Algorithmic Bias and Racial Disparities in AI-Driven Criminal Justice Systems

Book Title: Computational Criminology: AI Applications in Forensic Science and Criminal Justice

Editors: Dr. Xavier Louis, Dr. Surbhi Girdhar, Ms. Aswathi Chandran Nair, Mr. Ravi Kumar, and Ms. Nandini Katare

Chapter: 26

DOI: https://doi.org/10.59646/704/26

Author: Shreya Singh Parihar

Abstract

The United States incarcerates its population at the highest rate in the world, and this mass incarceration is profoundly racially unequal: Black Americans are incarcerated at more than five times the rate of white Americans; Latino Americans at approximately twice the white rate.[1] These disparities are not adequately explained by differential crime commission rates and instead reflect the cumulative operation of racially differentiated points of contact with the criminal justice system.

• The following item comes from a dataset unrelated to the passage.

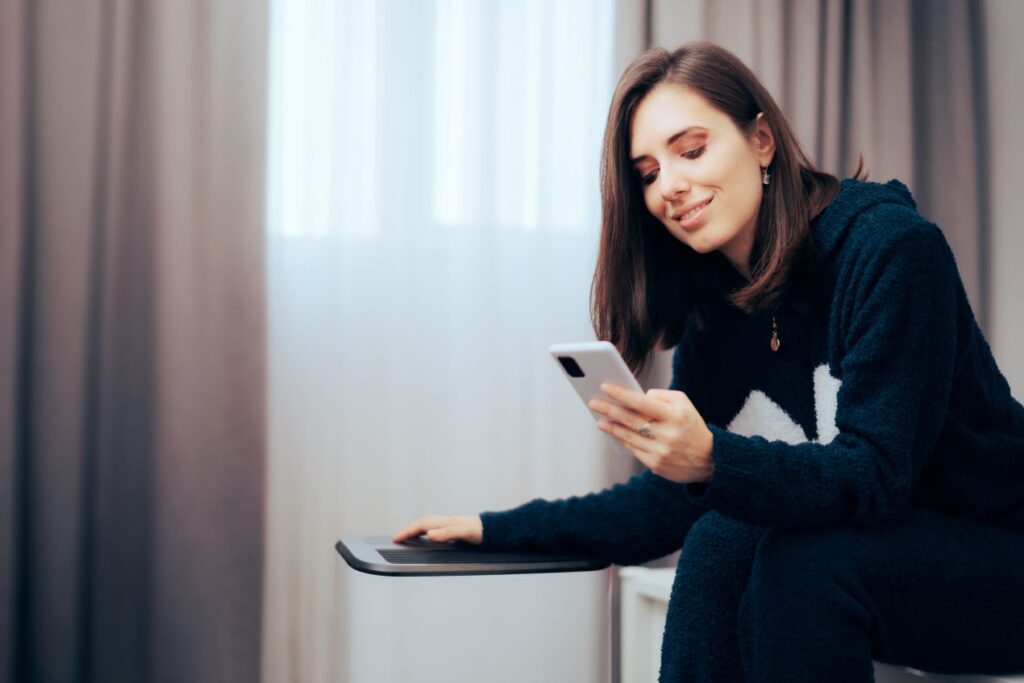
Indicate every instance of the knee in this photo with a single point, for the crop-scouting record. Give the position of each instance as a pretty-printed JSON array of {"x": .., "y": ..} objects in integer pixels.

At the front end, over-policing in Black and Latino communities increases the frequency of surveillance, stops, searches, and arrests, thereby generating a larger volume of recorded criminal justice interactions independent of actual differences in offending behaviour. These initial contact disparities are then amplified through prosecutorial discretion in charging decisions and plea bargaining practices, where similarly situated defendants may receive different charges, plea offers, or bargaining leverage depending on jurisdictional context and case-specific interpretations that are themselves shaped by institutional patterns and resource asymmetries.


[1]The Sentencing Project, Report to the United Nations on Racial Disparities in the US Criminal Justice System (2018) 3.